7. Should a contractor decline to assume in his contract the estimate for any work not included in his original estimate, he should not thereby be denied the contract upon the portions of the work covered by his original estimate.
8. Estimates should not be binding more than thirty days after received.
9. Unless previous notification has been given to the contrary in the specification or otherwise, the lowest invited bidder is entitled to the contract. If radical changes are made, the whole competition should be reopened.
10. After bids have been received, and before the award, bidders should not be allowed to amend their estimates.
[_The editors cannot pay attention to demands of correspondents who forget to give their names and addresses as guaranty of good faith; nor do they hold themselves responsible for opinions expressed by their correspondents._]
BARYE'S ADMIRER.
NEW YORK, N.Y., December 28, 1889.
TO THE EDITORS OF THE AMERICAN ARCHITECT:--
_Dear Sirs,_--I have just seen a letter from "Anglo-American" in your issue of December 14, in which he calls for the name of the English artist who said concerning the French sculptor, Barye: "Had he been born in Great Britain, we would have had a group by Barye in every square in London."
Théophile Silvestre reports this remark as if uttered in his presence. He says (1856) that the speaker was Mr. Herbert, an artist of distinction. Probably this was Arthur J. Herbert. Your correspondent takes the remark perhaps too literally, when it merely meant to express admiration through a slight exaggeration. Mr. Herbert would have been content to see a few squares only decorated with groups by an English equivalent of Barye, had one existed.
As to the assertion by "Anglo-American" that Alfred Stevens was "an artist not inferior to Barye" it will be shared by few who have studied the works of the great French sculptor of animals and men.
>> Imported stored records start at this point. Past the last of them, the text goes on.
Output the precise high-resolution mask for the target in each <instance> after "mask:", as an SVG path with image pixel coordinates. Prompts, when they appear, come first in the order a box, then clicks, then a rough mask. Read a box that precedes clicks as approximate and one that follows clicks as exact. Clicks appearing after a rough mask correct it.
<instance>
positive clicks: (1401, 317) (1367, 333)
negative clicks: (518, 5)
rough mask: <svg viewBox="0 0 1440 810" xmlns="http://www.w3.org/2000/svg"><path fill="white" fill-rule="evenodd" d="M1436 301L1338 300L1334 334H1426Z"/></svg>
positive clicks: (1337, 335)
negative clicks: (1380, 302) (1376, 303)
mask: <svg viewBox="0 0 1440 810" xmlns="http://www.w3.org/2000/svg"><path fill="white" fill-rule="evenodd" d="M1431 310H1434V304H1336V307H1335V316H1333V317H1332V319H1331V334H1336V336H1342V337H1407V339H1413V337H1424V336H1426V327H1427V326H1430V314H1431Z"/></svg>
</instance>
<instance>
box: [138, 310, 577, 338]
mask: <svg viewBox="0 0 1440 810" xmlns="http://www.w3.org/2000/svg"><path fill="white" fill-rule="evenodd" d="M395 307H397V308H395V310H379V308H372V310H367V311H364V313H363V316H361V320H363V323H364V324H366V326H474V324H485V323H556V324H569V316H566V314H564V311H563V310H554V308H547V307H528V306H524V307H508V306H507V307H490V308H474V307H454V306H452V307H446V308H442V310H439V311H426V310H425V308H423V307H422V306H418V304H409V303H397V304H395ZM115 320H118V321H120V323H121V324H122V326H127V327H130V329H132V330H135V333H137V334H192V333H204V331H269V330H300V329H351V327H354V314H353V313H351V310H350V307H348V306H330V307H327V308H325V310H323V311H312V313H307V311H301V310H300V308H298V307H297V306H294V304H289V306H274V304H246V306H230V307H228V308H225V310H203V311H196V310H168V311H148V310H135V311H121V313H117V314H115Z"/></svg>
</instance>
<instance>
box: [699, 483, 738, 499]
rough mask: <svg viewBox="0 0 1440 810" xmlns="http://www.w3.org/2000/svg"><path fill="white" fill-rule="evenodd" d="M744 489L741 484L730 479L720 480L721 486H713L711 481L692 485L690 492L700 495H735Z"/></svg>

"Anglo-American" is right in saying that my short paper in _Harper's Weekly_ errs in giving two bronze groups after Barye to Mount Vernon Square, Baltimore, instead of four. Were I a resident of that city, I could hardly have known this better, and how the error got there puzzles me. Certainly had I been permitted to see a proof of that paper the mistake would have been corrected, unimportant as it is, so far as Barye is concerned. I must compliment your correspondent on the quickness of eye that detected the slip and regret that the proof-reader of _Harper's Weekly_ did not know his Baltimore to the same degree. But he is himself in error when he speaks of the "_Life and Works of Antoine Louis Barye_," written by me and published by the Barye Monument Association as a catalogue. The catalogue is quite another thing from the _édition deluxe_, which is the only edition of the "_Life_."
CHARLES DE KAY.
EVAPORATION OF WATER IN TRAPS.
TO THE EDITORS OF THE AMERICAN ARCHITECT:--
_Dear Sirs,_--In a late issue of your journal an advocate of Trap-venting, says of ordinary S-traps "If the traps are filled even once in two months they will keep their seals intact."
Most persons now agree that S-traps which are back-vented in the ordinary manner require refilling by hand as often as once a fortnight. It is, therefore, clear that the system of back-venting is a very dangerous one. Its original object was to afford security. It is now found (and strangely enough, even by its advocates) that it totally fails in this respect and that it requires an amount of attention which experience and common-sense show us it will never receive.